RP – Ensino na Madeira, como analisar? Não sei, tenho muita dificuldade em responder. Não há política educativa na Madeira! Aliás, concordando-se ou não, não temos política educativa, na RAM, desde Francisco Santos. É verdade que nem sempre estivemos de acordo; é verdade que tivemos muitos e saudáveis confrontos na ALR. Mas sabíamos para onde e por onde queria ir o governo! Os últimos anos, com particular destaque para este último mandato de Governo PSD, foi o completo “deserto”. As escolas funcionaram? Claro que sim. Funcionaram porque tínhamos alunos, professores, educadores, pessoal não docente e uma Direção Regional de Administração Educativa. Tudo o mais, desculpem-me a expressão, “encheu chouriços”.

FN – Qual é o projeto que ainda não concretizou? Desligou-se completamente e definitivamente da política?

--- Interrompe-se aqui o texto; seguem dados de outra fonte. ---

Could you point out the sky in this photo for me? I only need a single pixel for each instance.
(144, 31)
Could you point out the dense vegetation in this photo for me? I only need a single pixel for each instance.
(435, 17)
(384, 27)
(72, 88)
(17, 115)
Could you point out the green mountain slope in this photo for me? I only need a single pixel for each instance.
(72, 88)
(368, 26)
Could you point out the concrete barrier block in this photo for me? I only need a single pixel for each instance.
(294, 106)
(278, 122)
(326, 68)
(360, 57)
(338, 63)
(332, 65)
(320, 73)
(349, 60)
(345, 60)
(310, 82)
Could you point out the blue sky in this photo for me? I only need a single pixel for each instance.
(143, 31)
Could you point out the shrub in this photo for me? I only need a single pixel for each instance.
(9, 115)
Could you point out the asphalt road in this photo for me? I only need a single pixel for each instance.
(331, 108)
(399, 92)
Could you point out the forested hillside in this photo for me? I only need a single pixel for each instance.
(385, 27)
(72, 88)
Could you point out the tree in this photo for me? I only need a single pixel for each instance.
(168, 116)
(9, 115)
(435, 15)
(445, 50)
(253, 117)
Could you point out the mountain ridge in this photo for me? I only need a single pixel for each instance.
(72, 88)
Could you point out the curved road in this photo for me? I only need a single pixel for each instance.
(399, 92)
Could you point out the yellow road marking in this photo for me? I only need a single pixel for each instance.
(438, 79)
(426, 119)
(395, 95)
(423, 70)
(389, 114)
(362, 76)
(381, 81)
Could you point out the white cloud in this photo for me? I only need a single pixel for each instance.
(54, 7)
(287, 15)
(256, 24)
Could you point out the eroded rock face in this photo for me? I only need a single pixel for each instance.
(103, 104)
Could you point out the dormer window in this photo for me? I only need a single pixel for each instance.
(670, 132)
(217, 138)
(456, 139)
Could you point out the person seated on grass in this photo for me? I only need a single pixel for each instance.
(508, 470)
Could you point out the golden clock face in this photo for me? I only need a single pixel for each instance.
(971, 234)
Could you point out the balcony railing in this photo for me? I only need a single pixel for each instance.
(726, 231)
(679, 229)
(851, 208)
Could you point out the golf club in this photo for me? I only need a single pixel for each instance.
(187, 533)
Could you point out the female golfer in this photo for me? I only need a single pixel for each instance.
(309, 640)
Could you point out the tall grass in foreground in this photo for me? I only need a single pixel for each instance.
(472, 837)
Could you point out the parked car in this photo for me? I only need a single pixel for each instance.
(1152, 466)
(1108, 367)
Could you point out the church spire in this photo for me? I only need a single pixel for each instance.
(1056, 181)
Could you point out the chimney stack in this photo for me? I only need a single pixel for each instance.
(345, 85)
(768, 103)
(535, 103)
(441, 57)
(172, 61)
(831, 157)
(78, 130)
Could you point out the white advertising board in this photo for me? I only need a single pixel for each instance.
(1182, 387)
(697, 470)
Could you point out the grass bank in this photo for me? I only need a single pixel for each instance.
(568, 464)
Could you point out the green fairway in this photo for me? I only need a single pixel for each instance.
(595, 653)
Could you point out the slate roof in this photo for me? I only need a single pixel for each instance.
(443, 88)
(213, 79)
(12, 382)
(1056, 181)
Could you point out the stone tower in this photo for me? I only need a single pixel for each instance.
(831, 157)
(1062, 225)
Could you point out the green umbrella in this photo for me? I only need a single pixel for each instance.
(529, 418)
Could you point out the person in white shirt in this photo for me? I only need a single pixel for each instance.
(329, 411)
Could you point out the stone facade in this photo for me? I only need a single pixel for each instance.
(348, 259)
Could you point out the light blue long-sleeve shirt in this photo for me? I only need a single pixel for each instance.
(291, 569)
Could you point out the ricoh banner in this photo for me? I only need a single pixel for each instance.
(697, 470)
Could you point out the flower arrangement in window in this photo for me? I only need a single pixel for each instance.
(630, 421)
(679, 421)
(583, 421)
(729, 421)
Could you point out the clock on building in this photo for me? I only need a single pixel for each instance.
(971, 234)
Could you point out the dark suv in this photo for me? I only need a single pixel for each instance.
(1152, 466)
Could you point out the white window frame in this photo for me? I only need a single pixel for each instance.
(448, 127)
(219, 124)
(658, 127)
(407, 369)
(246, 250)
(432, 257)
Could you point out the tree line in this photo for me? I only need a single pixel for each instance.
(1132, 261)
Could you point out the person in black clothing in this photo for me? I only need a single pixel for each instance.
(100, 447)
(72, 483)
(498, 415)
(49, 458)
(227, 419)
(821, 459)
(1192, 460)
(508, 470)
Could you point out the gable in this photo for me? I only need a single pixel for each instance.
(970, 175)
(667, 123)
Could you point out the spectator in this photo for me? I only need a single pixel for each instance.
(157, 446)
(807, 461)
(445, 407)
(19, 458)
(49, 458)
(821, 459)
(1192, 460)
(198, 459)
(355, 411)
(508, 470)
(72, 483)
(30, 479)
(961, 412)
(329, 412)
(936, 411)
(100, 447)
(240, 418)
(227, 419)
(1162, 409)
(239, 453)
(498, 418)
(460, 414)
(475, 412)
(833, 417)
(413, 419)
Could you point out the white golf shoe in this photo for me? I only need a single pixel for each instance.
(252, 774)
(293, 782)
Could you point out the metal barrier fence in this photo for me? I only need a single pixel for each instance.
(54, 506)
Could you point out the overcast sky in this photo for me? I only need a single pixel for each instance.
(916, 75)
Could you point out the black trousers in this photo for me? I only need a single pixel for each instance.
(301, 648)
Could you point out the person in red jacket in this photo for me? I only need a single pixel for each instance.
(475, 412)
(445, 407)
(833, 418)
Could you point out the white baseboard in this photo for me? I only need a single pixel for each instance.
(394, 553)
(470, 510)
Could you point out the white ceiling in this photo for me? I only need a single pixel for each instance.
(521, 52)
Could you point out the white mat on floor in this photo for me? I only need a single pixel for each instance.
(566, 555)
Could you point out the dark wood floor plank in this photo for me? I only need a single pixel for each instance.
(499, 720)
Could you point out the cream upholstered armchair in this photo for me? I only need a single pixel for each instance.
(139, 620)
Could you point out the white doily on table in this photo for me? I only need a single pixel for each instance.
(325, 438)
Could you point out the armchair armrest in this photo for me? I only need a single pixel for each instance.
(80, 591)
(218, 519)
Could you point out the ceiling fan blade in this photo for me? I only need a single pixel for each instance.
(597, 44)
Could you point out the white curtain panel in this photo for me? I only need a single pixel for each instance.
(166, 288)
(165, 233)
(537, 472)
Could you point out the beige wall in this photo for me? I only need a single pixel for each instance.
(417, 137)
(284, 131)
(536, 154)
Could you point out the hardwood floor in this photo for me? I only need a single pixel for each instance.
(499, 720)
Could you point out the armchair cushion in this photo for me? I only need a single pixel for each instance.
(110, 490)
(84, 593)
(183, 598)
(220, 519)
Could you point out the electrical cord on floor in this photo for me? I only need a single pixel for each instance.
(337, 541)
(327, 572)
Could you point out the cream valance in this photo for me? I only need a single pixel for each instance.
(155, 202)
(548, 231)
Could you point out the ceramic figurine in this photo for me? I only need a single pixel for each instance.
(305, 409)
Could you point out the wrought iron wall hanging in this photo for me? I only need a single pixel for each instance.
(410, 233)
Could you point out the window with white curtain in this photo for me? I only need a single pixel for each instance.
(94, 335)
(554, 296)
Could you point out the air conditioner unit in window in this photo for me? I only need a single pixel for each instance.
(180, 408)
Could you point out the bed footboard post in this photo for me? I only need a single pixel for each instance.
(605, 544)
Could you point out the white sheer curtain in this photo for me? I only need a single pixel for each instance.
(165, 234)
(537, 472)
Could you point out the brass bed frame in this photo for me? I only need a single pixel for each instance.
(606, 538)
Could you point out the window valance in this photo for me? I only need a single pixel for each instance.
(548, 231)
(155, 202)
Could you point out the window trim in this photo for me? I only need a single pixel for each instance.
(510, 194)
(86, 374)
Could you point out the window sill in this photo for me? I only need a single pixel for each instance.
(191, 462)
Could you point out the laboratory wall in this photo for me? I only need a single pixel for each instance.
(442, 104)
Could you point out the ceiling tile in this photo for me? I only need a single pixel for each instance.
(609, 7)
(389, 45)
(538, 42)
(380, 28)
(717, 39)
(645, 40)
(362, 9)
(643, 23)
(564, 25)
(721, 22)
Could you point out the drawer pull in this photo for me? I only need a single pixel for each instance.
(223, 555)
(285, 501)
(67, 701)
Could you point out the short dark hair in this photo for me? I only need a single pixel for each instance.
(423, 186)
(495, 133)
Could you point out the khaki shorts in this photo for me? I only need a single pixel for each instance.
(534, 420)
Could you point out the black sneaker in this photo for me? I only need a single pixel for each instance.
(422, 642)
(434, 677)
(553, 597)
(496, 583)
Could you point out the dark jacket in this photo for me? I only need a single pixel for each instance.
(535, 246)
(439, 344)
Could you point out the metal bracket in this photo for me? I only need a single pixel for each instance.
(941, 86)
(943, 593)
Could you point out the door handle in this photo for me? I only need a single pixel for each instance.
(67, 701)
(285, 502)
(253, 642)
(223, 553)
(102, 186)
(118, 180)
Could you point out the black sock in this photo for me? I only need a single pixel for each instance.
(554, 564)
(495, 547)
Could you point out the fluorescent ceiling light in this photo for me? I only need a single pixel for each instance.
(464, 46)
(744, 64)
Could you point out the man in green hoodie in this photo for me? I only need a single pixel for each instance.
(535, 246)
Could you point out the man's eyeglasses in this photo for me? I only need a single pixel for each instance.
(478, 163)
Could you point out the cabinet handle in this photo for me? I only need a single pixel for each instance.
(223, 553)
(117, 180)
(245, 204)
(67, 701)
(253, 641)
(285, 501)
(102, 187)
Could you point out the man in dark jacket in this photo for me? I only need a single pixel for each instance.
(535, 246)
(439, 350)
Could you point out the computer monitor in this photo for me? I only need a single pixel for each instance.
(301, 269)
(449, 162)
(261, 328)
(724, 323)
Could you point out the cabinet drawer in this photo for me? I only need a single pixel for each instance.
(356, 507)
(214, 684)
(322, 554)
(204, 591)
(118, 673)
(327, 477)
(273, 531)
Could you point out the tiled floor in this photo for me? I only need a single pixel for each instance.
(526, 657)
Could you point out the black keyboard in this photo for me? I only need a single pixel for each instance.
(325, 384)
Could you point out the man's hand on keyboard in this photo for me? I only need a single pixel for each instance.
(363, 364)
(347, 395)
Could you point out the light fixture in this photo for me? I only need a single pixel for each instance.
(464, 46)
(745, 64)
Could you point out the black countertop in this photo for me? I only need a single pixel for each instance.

 RP – Ninguém se desliga, completamente, da política. Todos os cidadãos são políticos, embora haja quem afirme ser “apolítico”. Mesmo, na abstenção, há uma intenção e uma atitude políticas. E eu não sou diferente! Política partidária e ativa? Sim, completamente desligada. “ Para tudo há um tempo. Para cada coisa um momento.” (Eclesiastes 3.1). O meu tempo e o meu momento para a política ativa terminaram há muito! Projectos? Sempre achei que me faltava escrever um livro. Mas quanto mais penso, mais me convenço que, em termos literários, não tenho essa capacidade. Acho que me ficarei pelas filhas e pela árvore.

 FN – Que conselhos deixa aos madeirenses ou tem algum segredo que queira partilhar?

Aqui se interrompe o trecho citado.